Sample app: Convert spreadsheet tables to XLOOKUP formulas

Our latest sample app converts spreadsheet column data to formulas that use the XLOOKUP function. This post explains in detail how it was built.

August 11, 2023 update: We now recommend that you use the data editor to import and edit spreadsheet data. It is significantly easier to use than the method described here.

Original text: We publish sample apps as a means of demonstrating Calcapp features and techniques that you may want to use in your own apps that you distribute to your own users. This sample app is different — the intended user is you, the app author, and it helps you convert spreadsheet data to formulas that use the new XLOOKUP function.

Read this blog post to get a high-level overview of how to use this app to import table data and to learn how XLOOKUP works.
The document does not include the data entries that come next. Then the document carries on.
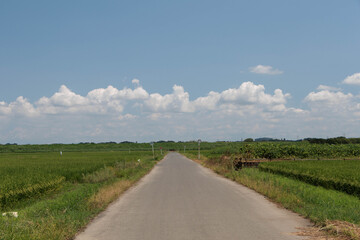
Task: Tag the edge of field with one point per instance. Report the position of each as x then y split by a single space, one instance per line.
69 211
338 221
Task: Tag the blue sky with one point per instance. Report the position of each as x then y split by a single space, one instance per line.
58 50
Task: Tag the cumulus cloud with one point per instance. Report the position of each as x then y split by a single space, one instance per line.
178 101
134 114
329 97
353 79
328 88
136 82
247 96
267 70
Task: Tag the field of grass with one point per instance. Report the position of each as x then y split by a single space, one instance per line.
55 196
336 174
326 207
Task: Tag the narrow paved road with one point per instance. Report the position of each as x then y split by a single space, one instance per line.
181 200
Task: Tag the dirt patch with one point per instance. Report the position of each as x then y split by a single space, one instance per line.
333 230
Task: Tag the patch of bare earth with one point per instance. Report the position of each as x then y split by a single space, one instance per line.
333 230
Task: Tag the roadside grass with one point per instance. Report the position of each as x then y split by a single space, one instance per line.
63 214
333 212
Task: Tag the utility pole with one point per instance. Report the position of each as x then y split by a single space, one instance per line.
152 146
199 141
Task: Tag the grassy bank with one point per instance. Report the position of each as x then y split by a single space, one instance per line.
322 206
61 212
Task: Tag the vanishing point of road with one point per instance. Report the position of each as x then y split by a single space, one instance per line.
181 200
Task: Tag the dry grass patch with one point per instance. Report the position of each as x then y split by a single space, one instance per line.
332 230
109 193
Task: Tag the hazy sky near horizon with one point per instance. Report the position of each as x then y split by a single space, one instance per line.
73 71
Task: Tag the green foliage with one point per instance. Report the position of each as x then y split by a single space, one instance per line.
286 150
336 174
249 140
24 176
318 204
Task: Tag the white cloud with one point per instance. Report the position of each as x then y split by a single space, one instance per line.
178 101
328 88
329 97
268 70
353 79
136 82
134 114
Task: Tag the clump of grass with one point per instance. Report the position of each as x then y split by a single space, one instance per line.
101 175
335 213
108 194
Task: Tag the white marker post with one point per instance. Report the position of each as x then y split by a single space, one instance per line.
199 141
152 146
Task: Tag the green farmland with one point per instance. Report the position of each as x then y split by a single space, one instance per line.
55 196
335 174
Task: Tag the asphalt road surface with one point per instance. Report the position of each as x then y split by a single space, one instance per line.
181 200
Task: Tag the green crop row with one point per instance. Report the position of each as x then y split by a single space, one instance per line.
338 175
276 150
24 176
14 196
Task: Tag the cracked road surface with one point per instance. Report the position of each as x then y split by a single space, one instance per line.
181 200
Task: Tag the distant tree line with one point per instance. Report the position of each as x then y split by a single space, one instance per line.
337 140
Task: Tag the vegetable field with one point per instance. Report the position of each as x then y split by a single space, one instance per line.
335 174
24 176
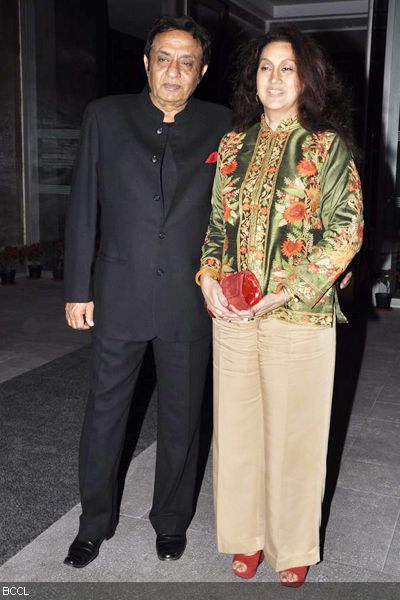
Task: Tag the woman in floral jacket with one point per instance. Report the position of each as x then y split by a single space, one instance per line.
287 205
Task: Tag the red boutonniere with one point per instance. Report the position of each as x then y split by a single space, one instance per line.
213 157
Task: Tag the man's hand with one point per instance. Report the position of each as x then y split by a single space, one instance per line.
79 315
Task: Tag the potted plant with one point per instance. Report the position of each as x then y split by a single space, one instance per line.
383 298
57 252
33 254
9 257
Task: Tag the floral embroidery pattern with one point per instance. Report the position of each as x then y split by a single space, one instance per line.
212 158
257 194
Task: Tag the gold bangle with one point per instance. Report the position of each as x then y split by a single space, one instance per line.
207 270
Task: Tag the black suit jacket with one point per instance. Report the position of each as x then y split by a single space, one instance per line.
144 271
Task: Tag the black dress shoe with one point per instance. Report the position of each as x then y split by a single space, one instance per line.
170 547
82 552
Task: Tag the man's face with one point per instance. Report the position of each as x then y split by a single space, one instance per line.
174 69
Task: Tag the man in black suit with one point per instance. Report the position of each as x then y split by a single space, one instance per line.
144 172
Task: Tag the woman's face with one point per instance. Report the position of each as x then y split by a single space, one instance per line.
278 84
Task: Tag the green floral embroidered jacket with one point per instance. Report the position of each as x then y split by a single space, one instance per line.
286 204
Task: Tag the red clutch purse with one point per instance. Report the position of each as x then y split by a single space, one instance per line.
241 289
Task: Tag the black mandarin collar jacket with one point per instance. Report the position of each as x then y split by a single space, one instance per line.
144 270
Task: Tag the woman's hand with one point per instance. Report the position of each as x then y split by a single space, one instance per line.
216 302
270 302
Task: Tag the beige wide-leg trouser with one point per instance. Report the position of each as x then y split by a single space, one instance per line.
273 385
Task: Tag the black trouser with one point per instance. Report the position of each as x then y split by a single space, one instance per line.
181 371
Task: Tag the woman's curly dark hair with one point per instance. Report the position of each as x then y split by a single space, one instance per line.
322 104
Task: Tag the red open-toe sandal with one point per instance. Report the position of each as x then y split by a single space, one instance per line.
300 572
251 563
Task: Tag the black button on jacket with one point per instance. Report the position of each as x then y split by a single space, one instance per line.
116 181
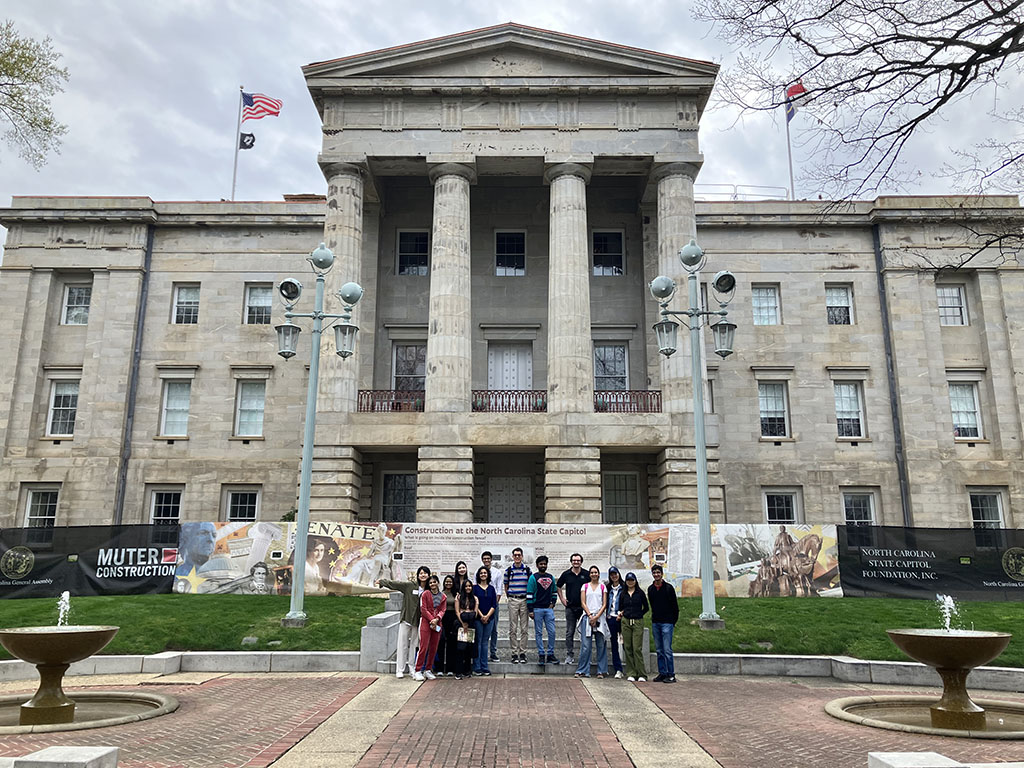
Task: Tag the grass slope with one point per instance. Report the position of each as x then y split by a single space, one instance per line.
805 627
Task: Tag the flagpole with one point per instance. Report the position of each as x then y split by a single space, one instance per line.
238 130
788 151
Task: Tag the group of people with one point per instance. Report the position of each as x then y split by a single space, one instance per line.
449 625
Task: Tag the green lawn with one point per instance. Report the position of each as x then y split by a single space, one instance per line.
832 627
852 627
151 624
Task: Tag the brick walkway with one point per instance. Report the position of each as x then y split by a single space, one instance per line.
523 722
766 722
230 722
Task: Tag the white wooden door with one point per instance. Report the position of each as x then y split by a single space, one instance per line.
510 366
509 500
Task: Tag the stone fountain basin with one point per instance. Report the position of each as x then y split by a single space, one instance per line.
949 649
55 645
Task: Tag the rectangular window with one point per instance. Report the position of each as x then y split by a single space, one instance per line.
249 409
165 506
76 304
510 254
764 300
185 310
849 409
952 304
774 414
64 408
398 503
414 252
259 302
964 404
621 497
610 367
41 510
243 505
781 506
986 517
177 396
609 254
839 305
410 368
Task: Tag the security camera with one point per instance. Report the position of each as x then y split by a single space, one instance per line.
663 287
724 282
290 290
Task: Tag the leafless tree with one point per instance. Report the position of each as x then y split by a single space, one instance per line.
878 75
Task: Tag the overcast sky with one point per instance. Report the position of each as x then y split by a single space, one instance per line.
152 102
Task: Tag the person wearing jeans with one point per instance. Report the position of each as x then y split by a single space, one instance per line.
541 597
486 601
664 614
515 580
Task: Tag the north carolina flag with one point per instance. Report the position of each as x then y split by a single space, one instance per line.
793 95
259 105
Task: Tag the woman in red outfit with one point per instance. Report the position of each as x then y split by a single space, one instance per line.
432 604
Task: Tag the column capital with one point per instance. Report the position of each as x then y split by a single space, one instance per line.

This post explains in detail how to use the app converting spreadsheet data and how it was written.

To summarize, Calcapp now supports the XLOOKUP function, which is equivalent to the classic spreadsheet functions VLOOKUP and HLOOKUP. XLOOKUP accepts the sought value and two arrays, one containing values to find (the lookup array) and one containing the values to return (the result array).
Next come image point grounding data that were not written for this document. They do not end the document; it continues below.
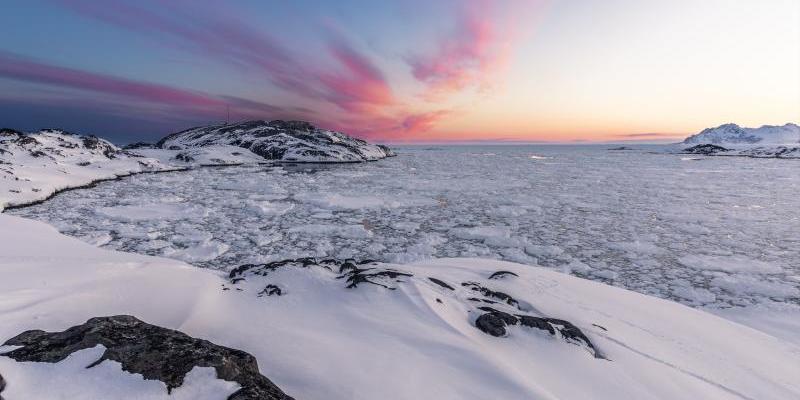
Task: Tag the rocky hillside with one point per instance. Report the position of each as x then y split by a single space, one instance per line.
35 165
289 141
732 134
343 329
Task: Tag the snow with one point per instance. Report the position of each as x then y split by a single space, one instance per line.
733 134
646 222
768 141
70 379
284 141
36 165
321 340
39 164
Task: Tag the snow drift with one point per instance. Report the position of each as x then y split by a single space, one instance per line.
34 166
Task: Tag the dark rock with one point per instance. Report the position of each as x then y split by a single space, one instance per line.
156 353
184 157
441 283
374 276
706 149
536 322
491 293
95 143
27 141
271 290
139 145
8 132
494 322
501 274
289 141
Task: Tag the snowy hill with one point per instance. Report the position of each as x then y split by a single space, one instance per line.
732 134
292 141
35 165
324 329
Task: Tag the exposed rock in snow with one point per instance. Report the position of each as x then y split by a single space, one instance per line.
36 165
733 134
322 340
289 141
707 149
154 352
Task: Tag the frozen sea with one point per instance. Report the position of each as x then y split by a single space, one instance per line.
716 232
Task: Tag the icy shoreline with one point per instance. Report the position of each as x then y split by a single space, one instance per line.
321 340
316 338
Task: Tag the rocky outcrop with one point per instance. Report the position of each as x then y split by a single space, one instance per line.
287 141
705 149
156 353
474 296
495 322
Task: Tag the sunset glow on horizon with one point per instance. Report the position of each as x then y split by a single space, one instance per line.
403 71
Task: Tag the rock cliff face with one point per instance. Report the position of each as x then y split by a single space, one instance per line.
289 141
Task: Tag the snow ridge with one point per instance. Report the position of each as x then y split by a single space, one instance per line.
34 166
289 141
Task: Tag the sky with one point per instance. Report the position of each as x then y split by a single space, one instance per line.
402 71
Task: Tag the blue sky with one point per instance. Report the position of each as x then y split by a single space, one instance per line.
402 70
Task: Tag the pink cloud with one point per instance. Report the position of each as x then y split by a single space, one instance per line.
362 85
469 56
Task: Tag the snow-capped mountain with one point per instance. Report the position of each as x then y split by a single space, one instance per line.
732 134
292 141
35 165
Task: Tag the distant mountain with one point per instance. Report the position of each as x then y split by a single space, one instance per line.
732 134
292 141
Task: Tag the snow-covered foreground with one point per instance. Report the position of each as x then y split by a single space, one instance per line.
707 232
321 340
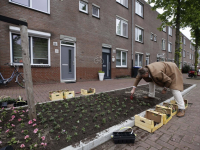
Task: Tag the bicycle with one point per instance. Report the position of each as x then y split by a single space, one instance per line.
19 77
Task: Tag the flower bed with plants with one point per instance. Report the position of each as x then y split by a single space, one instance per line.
62 123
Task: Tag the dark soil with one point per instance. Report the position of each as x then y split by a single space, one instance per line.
81 117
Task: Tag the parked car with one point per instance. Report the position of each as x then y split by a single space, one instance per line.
191 73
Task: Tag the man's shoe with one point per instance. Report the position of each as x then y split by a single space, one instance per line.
181 113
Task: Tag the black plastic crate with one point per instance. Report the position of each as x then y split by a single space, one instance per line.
123 137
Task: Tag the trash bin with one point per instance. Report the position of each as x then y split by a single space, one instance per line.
135 71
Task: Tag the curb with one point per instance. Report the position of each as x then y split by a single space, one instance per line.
105 135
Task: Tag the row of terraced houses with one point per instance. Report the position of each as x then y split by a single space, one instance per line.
71 40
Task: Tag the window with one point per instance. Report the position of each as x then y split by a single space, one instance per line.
39 47
138 34
184 40
170 31
139 8
95 11
151 36
121 27
163 44
183 53
123 2
164 29
40 5
121 58
83 6
147 60
169 47
155 37
138 59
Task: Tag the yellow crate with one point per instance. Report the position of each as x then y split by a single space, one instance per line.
185 101
68 94
55 95
147 122
165 111
173 106
85 92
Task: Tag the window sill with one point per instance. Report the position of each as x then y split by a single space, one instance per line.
95 17
29 7
122 5
84 12
140 42
122 36
140 16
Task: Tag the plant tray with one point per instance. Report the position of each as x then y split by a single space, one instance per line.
85 92
173 106
185 101
167 113
123 137
56 95
151 122
68 94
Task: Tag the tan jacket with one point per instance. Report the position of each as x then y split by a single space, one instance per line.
164 74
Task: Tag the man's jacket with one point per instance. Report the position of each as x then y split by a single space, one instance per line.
164 74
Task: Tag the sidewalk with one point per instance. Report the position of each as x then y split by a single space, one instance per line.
177 134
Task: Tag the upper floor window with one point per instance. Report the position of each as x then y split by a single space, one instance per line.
83 6
139 34
169 47
95 11
121 27
170 31
123 2
139 8
164 29
40 5
163 44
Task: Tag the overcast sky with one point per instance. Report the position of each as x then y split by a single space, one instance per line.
185 31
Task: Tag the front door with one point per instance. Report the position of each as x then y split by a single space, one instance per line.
67 64
106 66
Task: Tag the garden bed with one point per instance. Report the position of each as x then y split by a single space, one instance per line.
62 123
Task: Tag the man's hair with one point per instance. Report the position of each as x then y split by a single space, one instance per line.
142 71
This formula returns 300, because the sought value, 30, is the third element in the first array, which causes XLOOKUP to return the third element in the second array, 300:

XLOOKUP(30, { 10, 20, 30 }, { 100, 200, 300 })XLOOKUP(30; { 10; 20; 30 }; { 100; 200; 300 })
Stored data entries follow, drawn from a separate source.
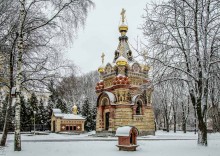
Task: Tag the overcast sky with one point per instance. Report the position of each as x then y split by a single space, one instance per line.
101 32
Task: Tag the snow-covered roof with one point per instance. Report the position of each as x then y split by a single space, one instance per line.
134 98
72 116
123 131
111 96
58 113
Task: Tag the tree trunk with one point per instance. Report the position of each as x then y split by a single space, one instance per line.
9 110
17 138
6 123
167 124
202 133
174 122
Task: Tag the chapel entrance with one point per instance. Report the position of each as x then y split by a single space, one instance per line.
107 120
54 125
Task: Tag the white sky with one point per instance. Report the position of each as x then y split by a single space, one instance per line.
101 32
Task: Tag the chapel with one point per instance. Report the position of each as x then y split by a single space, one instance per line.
124 91
61 122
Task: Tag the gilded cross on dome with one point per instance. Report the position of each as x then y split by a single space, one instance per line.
103 55
145 55
123 15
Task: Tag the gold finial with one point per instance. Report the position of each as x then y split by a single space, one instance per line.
74 109
103 56
123 15
123 28
145 55
121 50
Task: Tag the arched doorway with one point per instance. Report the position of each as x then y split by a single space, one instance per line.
139 108
54 126
107 115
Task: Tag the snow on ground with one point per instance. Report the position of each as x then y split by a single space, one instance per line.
151 146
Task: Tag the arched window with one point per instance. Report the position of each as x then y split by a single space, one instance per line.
105 101
139 108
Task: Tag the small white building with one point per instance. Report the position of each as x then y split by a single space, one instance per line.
67 122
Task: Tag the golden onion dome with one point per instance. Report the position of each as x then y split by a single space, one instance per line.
101 69
123 27
121 61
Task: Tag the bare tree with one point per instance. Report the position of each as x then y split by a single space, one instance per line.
184 37
36 28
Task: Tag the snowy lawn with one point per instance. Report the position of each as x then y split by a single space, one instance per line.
151 146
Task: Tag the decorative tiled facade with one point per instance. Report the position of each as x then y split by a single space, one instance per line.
124 91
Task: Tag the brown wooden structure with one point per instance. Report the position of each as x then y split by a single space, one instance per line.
127 138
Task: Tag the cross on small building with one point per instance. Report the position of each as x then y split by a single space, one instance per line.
103 55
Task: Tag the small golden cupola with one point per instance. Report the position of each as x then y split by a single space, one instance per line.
123 28
121 61
74 109
101 68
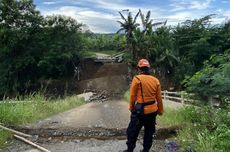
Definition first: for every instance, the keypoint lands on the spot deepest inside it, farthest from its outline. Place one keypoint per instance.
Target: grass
(33, 108)
(92, 53)
(203, 129)
(171, 117)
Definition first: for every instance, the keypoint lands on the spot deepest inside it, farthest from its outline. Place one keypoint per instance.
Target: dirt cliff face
(92, 76)
(111, 77)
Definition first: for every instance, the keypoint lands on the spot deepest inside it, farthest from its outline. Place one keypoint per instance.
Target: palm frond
(135, 18)
(122, 16)
(147, 16)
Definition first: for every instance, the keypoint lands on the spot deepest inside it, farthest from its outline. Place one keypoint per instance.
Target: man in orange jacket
(145, 103)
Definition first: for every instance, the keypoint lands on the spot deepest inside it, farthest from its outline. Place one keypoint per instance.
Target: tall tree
(129, 25)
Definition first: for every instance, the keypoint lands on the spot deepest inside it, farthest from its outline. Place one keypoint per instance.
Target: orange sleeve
(159, 99)
(133, 94)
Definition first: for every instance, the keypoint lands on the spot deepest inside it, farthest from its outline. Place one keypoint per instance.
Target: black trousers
(135, 125)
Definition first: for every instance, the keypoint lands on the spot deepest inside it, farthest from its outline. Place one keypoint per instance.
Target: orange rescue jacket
(151, 91)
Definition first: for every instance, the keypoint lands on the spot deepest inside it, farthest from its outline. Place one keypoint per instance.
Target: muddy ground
(93, 127)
As Calcapp does not yet have native support for data tables, the data must be converted to XLOOKUP formulas. That’s the job of this app.

Usage

Here’s an embedded version of the app, which you can also run as a stand-alone app:

For step-by-step instructions on how to use this app, refer to this blog post.

Copy the lookup values from a spreadsheet table and paste them into the Lookup values field. Then, copy the result values and paste them into the Result values field. The generated XLOOKUP formula then becomes available.

Be sure to select the decimal separator you’re using using the Decimal separator field, to ensure that the generated formula works well with Calcapp Creator. If you use a decimal comma as a decimal separator, the app will use semicolons to separate parameters. If you use a decimal point as a decimal separator, the app will use commas to separate parameters.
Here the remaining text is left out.